The first exhibit to open, RADIX: The Eternal Feminine, is curated by Claudia Rousseau, Ph.D. RADIX is a collaboration of three Washington artists: Anne Marchand, Pat Goslee and Cianne Fragione. The exhibit features the concept of the Eternal Feminine as an original, dynamic and cosmic force, in paintings and assemblages. Defying simple definition, this concept has different but analogous meanings for each artist. Each artist employs contemporary and abstract terms to express feminine energy from her own perspective. Through Dec. 17. Gallery Talk: Nov. 30 from 6-7 p.m.
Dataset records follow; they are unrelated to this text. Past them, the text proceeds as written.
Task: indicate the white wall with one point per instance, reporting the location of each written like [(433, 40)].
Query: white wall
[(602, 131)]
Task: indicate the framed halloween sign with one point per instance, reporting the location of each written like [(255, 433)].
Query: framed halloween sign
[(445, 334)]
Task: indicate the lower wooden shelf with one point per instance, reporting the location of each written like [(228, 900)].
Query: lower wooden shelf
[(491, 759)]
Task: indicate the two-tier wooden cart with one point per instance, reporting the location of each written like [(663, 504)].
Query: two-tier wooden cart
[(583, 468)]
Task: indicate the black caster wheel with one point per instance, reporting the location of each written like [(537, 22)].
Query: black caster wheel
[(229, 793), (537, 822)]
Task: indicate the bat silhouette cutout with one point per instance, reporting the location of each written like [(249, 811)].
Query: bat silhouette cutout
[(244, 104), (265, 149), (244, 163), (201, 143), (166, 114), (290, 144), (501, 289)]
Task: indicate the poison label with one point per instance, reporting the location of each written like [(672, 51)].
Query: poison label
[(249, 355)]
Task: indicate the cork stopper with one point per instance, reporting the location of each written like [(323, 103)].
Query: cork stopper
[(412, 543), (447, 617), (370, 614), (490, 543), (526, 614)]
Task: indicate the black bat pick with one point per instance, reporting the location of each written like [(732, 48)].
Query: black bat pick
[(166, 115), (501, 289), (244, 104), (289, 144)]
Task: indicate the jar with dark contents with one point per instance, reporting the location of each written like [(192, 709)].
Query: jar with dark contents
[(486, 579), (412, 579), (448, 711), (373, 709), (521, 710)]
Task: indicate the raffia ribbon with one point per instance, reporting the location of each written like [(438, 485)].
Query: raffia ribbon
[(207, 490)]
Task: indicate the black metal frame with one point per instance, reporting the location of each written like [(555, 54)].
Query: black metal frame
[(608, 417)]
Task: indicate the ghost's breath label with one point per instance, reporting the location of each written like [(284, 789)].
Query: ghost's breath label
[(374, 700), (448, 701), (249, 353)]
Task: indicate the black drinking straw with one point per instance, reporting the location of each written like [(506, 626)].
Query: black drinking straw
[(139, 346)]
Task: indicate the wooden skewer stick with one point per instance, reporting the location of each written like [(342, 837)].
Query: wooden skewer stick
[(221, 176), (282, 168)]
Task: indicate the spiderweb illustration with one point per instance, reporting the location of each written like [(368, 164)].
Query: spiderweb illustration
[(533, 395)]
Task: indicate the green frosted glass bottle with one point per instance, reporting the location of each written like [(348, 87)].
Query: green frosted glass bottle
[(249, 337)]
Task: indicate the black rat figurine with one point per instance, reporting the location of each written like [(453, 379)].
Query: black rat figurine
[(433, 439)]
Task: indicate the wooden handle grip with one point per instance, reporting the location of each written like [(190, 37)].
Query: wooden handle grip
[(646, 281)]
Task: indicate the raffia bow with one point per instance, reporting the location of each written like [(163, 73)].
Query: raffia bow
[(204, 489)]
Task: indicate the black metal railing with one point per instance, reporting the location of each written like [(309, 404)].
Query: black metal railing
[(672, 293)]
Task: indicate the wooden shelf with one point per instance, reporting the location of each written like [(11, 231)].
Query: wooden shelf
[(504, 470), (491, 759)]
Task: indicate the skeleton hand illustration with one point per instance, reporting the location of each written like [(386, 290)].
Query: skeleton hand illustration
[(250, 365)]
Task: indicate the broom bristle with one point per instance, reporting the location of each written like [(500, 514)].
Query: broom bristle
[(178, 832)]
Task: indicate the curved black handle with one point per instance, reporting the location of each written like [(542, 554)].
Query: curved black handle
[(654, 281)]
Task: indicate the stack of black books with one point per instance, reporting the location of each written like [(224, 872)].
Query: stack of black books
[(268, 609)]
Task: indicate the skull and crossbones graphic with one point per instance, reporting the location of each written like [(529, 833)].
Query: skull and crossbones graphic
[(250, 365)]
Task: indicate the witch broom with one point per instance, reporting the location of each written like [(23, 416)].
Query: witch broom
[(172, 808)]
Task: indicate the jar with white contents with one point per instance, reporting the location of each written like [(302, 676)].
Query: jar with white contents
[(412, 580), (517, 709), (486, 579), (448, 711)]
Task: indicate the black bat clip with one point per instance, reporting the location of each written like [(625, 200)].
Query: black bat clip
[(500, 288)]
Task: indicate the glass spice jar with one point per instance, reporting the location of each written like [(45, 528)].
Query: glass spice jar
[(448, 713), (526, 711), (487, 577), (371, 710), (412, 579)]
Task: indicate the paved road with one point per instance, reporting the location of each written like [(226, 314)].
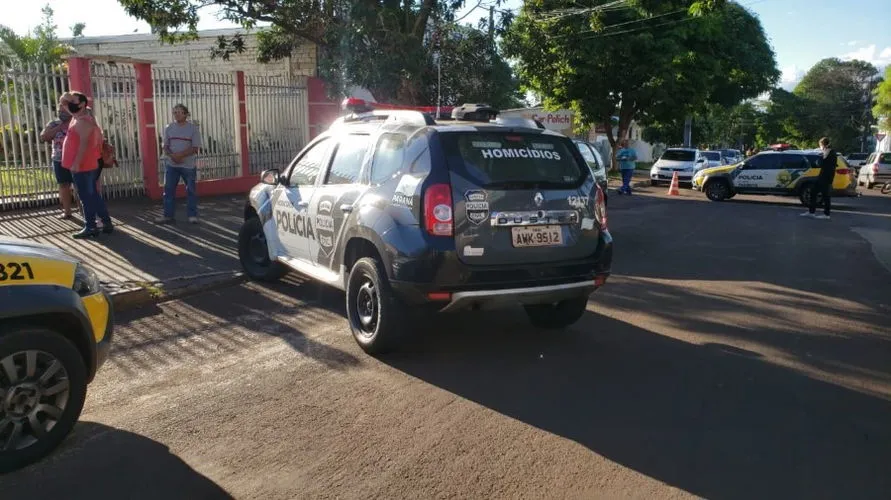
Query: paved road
[(740, 351)]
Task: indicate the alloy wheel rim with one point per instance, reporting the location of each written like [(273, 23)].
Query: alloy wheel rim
[(257, 248), (367, 307), (34, 391)]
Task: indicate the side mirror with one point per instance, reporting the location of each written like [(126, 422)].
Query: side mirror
[(270, 177)]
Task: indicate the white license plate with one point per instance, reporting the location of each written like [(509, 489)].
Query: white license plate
[(536, 236)]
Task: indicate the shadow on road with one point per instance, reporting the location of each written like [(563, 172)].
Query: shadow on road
[(714, 420), (226, 321), (98, 461)]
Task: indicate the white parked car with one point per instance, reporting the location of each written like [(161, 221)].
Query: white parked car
[(876, 170), (684, 161), (713, 159)]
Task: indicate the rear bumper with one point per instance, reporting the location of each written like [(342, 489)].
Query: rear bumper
[(103, 347), (502, 285), (529, 295)]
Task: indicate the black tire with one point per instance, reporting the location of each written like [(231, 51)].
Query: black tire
[(50, 348), (717, 190), (377, 318), (804, 196), (559, 315), (254, 254)]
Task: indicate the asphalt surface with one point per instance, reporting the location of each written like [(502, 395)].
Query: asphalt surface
[(739, 351)]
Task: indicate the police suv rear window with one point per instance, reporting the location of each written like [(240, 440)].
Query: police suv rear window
[(495, 158), (678, 155)]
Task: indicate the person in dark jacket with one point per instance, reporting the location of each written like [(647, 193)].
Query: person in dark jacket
[(823, 185)]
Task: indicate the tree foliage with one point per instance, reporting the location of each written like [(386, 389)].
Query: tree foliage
[(386, 46), (835, 101), (650, 61), (41, 46), (714, 127), (882, 109)]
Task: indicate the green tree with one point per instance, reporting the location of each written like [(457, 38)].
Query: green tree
[(472, 71), (385, 46), (41, 46), (882, 109), (836, 101), (651, 61)]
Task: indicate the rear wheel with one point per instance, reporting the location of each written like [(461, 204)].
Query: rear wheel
[(558, 315), (804, 195), (377, 318), (254, 254), (43, 383), (717, 190)]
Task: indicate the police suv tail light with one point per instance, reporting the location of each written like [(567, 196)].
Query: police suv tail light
[(600, 208), (438, 210)]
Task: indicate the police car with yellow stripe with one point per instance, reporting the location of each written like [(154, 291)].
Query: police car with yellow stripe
[(55, 333), (783, 173)]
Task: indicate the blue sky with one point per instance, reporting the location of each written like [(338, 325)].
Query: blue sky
[(801, 31)]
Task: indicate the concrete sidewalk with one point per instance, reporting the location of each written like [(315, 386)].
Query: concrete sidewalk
[(142, 261)]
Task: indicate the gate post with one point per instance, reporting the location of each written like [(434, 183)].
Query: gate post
[(79, 77), (241, 112), (148, 135)]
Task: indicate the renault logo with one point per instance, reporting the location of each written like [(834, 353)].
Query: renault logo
[(538, 199)]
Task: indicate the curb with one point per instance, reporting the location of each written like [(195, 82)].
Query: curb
[(148, 293)]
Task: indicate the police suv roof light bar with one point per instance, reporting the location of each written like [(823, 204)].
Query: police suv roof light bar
[(474, 113), (361, 110)]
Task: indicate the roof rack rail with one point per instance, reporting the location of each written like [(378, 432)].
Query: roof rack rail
[(474, 112), (362, 111), (518, 122)]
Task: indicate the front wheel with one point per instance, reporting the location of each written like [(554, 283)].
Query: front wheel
[(254, 253), (43, 384), (558, 315), (377, 318)]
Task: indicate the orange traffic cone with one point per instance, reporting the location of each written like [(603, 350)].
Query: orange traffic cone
[(673, 188)]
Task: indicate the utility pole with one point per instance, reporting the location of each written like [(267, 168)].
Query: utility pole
[(492, 25)]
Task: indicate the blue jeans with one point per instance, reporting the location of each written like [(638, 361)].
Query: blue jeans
[(91, 201), (627, 174), (172, 176)]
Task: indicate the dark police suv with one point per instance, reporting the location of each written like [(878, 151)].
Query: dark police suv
[(400, 211)]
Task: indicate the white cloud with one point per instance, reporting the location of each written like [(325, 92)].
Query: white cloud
[(791, 76), (870, 54)]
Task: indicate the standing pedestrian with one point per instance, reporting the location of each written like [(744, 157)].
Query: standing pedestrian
[(55, 132), (182, 141), (627, 158), (823, 184), (81, 150)]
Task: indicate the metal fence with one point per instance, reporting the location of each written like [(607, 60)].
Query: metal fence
[(114, 106), (28, 97), (277, 120), (210, 98)]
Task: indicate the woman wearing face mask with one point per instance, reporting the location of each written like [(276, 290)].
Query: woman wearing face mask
[(55, 132), (81, 151)]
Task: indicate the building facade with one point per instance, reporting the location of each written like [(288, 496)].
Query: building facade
[(195, 56)]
The second exhibit, The Trawick Prize, features award-winning Washington art in the Alper Initiative for Washington Art space of the museum. Established by Carol Trawick, a community activist from Montgomery County, Md., the prize rewards some of the most talented artists from the Washington area. The Trawick Prize exhibit features new works by the Best in Show recipients from the last 15 years: Lauren Adams, Richard Cleaver, Larry Cook, Neil Feather, Mia Feurer, Lillian Bayley Hoover, Gary Kachadourian, Maggie Michael, Jonathan Monaghan, Jiha Moon, David Page, James Rieck, Jo Smail and Rene Trevino. Through Dec. 17. Gallery Talk: Nov. 11 from 5-6 p.m.
The museum is also displaying new acquisitions to its Rothfield Collection of Contemporary Israeli Art. Part of the American University Museums permanent collection, the Rothfeld Collection is designed to inspire dialog about political and cultural issues involving Israel, through paintings, sculptures, and mixed media work of prominent and emerging Israeli artists. The exhibit features an array of work from the collection as well as recent acquisitions by artists Melanie Daniel, Tal Shochat, Lihi Turjeman, and Alon Kedem. The show runs concurrently with an exhibit of Arab modern and contemporary art, Between Two Rounds of Fire, The Exile of the Sea: Arab Modern and Contemporary Works Ffrom the Barjeel Art Foundation. The Rothfeld Collection was originally gifted to the AU Museum by Donald Rothfeld in 2011, and it has been growing ever since.